PIE isn't particularly relevant, because logic is a borrowed word, not a word that has been transmitted to English by inheritance from PIE.
The Oxford English Dictionary's earliest citation for the noun logic is from 1362 (with the spelling "logyk").
It gives the etymology as follows:
Etymology: < French logique (13th cent.), < medieval Latin logica, < Greek λογική (first found in Cicero; elliptical for ἡ λογικὴ τέχνη, rendered in medieval Latin by ars logica) [...]
The consonant sound used for the letter "g"
As you mention, the pronunciation of the letter "g" in Classical Latin before "i" is reconstructed as a velar plosive [g], so we would expect logica to be pronounced in Classical Latin as something like [ˈlogika] (or possibly, with a more narrow transcription of the vowels, [ˈlɔgɪka]).
But the pronunciation of Latin changed over time: note that the OED entry talks about "medieval Latin" and not Classical Latin. The "palatalization" of velar consonants is a common feature of many traditions for pronouncing Latin.
French "logique" appears to be a learned adaptation of Latin logica (in inherited French vocabulary, Latin intervocalic singleton plosives were lenited).
Wikipedia indicates that the de-affrication of [dʒ] in French is thought to have occurred sometime in the second half of the 13th century, so the loan into English may have occurred before this French sound change, or so soon after it that English speakers still were familiar with the use of the sound [dʒ] as a feature of French pronunciation.

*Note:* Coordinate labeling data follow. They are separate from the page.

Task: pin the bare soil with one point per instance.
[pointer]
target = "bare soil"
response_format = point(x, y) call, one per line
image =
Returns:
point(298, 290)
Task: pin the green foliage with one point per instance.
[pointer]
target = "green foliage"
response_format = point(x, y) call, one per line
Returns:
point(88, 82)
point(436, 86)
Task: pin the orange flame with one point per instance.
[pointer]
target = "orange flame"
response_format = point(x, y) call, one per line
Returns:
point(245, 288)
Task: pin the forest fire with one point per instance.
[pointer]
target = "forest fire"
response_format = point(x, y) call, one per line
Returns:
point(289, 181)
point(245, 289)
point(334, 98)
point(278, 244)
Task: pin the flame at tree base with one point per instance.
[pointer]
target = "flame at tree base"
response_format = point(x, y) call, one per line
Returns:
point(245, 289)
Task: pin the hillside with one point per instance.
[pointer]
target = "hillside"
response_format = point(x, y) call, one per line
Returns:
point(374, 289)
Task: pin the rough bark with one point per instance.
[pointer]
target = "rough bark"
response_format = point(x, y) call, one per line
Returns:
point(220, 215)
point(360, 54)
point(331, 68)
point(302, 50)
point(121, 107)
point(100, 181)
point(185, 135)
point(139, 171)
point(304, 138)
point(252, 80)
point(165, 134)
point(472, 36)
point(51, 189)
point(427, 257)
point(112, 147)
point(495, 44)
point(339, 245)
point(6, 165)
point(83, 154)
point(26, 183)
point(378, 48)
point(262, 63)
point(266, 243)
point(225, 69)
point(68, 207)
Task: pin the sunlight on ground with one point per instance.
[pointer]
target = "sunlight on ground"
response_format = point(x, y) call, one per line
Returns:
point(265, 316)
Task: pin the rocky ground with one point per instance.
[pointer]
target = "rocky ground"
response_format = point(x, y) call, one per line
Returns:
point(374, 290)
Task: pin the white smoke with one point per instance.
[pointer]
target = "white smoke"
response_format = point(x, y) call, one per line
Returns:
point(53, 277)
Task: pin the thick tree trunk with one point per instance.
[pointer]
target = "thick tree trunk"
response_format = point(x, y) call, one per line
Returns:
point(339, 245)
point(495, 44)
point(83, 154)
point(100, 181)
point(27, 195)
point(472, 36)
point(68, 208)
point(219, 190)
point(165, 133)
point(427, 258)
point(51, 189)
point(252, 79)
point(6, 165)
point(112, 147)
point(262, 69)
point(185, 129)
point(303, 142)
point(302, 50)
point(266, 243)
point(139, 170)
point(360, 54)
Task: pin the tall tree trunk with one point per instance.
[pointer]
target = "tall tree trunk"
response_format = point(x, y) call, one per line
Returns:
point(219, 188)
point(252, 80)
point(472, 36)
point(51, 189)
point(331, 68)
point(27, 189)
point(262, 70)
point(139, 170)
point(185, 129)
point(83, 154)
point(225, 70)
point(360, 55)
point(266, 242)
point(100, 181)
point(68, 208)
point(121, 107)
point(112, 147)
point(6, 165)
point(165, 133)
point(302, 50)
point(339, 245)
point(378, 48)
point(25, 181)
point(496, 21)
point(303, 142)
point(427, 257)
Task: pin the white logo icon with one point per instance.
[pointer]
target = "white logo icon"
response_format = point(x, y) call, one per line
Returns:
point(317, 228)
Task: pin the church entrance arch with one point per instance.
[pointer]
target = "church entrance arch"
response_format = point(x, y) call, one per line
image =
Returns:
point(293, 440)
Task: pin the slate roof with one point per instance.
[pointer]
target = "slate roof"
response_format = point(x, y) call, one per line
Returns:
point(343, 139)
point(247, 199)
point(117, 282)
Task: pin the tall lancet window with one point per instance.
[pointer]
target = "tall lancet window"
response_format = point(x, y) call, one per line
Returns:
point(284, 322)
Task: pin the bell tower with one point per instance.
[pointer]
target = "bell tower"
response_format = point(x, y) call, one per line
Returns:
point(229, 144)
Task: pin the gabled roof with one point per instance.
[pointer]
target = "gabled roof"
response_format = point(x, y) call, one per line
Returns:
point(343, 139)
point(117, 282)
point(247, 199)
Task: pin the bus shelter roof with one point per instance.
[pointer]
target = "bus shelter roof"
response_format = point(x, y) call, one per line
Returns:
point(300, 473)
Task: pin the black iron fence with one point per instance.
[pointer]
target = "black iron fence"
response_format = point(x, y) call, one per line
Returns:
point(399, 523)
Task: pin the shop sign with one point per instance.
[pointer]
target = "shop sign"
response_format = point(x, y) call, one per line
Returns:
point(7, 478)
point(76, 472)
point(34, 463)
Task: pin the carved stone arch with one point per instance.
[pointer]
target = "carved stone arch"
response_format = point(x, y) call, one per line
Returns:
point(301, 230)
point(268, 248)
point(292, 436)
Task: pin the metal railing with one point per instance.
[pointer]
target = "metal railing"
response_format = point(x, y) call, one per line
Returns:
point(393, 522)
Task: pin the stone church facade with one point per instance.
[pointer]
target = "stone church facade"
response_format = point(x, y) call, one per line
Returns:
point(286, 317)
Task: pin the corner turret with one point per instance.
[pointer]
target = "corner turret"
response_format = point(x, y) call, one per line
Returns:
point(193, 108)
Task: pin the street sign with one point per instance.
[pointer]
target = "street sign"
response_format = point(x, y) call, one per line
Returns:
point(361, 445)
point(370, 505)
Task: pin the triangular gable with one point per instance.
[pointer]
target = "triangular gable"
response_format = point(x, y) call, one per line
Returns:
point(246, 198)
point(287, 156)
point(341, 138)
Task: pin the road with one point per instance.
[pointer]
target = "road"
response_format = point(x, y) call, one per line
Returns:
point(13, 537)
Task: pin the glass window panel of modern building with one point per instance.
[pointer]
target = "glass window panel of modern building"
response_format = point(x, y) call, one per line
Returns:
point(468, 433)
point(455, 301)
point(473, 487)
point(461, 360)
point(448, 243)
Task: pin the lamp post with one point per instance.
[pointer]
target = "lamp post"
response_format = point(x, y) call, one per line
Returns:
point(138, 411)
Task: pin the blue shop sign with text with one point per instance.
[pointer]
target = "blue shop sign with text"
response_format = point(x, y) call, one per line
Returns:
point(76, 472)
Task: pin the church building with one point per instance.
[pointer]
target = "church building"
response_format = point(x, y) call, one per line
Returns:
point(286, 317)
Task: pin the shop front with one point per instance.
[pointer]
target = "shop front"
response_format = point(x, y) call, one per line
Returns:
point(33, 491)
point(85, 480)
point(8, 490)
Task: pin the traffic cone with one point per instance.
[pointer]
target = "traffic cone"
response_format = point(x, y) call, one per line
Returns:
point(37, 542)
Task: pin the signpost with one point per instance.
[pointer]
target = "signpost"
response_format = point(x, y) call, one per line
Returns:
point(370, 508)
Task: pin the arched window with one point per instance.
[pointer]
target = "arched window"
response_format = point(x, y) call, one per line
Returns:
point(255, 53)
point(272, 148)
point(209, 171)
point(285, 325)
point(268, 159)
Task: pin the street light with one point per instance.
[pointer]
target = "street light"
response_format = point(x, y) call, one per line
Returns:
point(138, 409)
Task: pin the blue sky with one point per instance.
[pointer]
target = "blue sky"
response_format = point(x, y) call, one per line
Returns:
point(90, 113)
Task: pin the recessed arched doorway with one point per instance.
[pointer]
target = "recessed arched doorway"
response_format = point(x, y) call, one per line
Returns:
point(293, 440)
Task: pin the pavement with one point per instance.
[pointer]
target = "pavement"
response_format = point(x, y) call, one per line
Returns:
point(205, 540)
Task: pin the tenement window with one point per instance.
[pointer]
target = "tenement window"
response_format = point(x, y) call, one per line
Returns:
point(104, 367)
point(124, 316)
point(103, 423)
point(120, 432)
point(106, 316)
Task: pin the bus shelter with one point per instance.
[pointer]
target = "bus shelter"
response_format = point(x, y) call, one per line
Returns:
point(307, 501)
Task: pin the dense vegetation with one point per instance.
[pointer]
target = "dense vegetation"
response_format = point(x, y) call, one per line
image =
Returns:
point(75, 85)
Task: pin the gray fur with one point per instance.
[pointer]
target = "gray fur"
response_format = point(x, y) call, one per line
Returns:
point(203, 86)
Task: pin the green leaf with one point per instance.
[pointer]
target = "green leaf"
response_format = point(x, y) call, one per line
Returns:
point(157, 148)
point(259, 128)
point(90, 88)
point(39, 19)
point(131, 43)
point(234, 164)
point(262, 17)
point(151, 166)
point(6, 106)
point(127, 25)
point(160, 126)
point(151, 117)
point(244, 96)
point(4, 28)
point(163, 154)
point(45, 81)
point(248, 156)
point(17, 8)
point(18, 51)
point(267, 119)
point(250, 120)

Furthermore, the word has been in English for many centuries, and established English words tend to develop more assimilated pronunciations. It seems possible to me that the word might once have been pronounced with [ʒ] by some speakers under the influence of the de-affricated pronunciation that came to be used in French, but if so, that pronunciation must have been lost over time.
The vowel sound used for the letter "o"
It seems fairly clear that the use of an unrounded low vowel [ɑ] for the "short o" sound in (most accents of) American English is a fairly recent development: the "short o" vowel was originally rounded, as it still is for many British English speakers (which is the reason that British English transcriptions typically use the symbol ɒ, although some phoneticians such as Geoff Lindsey have argued that for certain British accents, the symbol ɔ would be more phonetically accurate, and more in line with cross-language usage of IPA symbols).

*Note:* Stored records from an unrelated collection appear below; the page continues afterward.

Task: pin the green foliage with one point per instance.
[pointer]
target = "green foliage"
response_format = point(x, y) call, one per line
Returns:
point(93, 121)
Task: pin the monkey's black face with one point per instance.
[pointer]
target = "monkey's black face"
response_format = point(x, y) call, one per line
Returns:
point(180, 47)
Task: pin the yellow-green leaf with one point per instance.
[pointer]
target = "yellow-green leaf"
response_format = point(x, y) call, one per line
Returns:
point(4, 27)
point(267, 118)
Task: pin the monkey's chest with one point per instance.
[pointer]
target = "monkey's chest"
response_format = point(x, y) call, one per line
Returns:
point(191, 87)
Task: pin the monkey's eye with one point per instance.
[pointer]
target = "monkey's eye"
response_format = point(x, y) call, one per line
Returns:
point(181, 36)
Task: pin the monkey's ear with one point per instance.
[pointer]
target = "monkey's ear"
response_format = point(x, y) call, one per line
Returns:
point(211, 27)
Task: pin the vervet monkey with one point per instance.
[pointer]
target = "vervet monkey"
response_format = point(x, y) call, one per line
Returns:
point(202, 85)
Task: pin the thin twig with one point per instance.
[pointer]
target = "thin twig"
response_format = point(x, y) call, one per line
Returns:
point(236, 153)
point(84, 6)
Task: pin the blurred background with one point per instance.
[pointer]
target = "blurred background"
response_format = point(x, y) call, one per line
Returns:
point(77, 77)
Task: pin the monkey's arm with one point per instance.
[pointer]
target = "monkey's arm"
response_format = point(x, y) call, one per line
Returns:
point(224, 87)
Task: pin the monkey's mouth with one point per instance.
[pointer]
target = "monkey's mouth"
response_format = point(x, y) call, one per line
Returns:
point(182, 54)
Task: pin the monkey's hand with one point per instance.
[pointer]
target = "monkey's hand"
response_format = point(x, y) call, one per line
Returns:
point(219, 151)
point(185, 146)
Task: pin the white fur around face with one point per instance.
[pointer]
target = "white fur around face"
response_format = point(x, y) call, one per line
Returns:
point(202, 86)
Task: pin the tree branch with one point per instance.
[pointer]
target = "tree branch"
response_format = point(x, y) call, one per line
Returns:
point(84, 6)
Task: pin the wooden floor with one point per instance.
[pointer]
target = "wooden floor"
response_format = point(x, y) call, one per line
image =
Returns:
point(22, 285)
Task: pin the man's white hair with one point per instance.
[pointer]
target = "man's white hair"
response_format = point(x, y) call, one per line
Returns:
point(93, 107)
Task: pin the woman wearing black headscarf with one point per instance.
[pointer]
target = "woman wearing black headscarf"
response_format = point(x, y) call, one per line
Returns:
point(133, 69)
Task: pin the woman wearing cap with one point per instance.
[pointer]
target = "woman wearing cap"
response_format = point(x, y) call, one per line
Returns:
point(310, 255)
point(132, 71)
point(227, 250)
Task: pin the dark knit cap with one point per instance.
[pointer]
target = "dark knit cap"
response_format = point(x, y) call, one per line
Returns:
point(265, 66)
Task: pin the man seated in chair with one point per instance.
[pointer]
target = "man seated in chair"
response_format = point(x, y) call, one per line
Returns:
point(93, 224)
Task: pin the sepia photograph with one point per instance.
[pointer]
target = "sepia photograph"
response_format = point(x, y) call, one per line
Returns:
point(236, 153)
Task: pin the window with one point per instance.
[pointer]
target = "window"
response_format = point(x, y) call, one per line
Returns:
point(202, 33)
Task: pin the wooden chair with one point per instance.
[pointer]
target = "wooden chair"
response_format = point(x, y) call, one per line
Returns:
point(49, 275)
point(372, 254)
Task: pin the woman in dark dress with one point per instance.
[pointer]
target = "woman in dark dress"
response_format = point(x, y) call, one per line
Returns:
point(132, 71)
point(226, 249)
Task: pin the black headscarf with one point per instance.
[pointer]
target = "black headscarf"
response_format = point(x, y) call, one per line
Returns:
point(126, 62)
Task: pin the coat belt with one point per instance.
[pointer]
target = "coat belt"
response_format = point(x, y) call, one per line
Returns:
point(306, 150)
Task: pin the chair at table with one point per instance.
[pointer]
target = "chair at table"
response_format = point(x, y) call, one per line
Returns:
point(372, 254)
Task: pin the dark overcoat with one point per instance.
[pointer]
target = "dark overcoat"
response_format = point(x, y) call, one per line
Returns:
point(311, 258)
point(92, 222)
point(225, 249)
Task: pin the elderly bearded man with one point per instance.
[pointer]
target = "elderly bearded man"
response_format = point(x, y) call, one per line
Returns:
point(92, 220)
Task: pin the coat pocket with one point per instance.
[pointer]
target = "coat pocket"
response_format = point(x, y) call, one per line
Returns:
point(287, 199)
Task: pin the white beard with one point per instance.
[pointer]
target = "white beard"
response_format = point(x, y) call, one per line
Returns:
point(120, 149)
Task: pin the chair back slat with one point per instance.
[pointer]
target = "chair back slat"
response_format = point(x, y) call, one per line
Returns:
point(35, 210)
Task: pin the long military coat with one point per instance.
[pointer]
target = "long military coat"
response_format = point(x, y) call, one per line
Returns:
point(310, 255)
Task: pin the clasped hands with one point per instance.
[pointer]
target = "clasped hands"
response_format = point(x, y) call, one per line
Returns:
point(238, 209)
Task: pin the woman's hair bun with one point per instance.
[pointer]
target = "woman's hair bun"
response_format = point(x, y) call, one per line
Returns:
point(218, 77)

The Middle English pronunciation of the "short o" vowel is reconstructed as a rounded back vowel closer than [a]. (As far as I know, there isn't total certainty about whether it was closer to IPA cardinal [o] or IPA cardinal [ɔ]: Middle English did not have multiple "short o" sounds of varying heights, although there was a height contrast for "long o" in Middle English. That said, the standard transcription seems to be o, and since this would also suffice as a broad transcription for [ɔ], I will use [o] in the next paragraph to represent the Middle English "short o" sound.)
French and Latin "o" sounds usually correspond to Middle English "short o" (ME [o], Modern AmEng [ɑ]) or "open long o" [ME [ɔː], Modern AmEng [oʊ]).
The use of the "short" value rather than the "long" value in this word is a bit tricky to explain, and I don't know enough to give a confident summary of its history. From a synchronic perspective, the use of a "short" vowel here is regular because this is an "-ic" word, and these words show a strong tendency to have penultimate stress and a weaker tendency (apparent in words like manic, lyric and static—contrast mania, lyre and stasis—but violated in many words like basic and psychic) for a single vowel letter in the stressed syllable to be "short" (unless it is "u", in which case the rule that "u" is always "long" in orthographically open syllables takes precedence). The historical origin of this rule about the modern English pronunciation of -ic words may be influence from the so-called "traditional English pronunciation" of Latin forms like logicus and logica: according to this system, the vowel in the first, stressed syllable of these words is pronounced "short" because it is followed by two other syllables.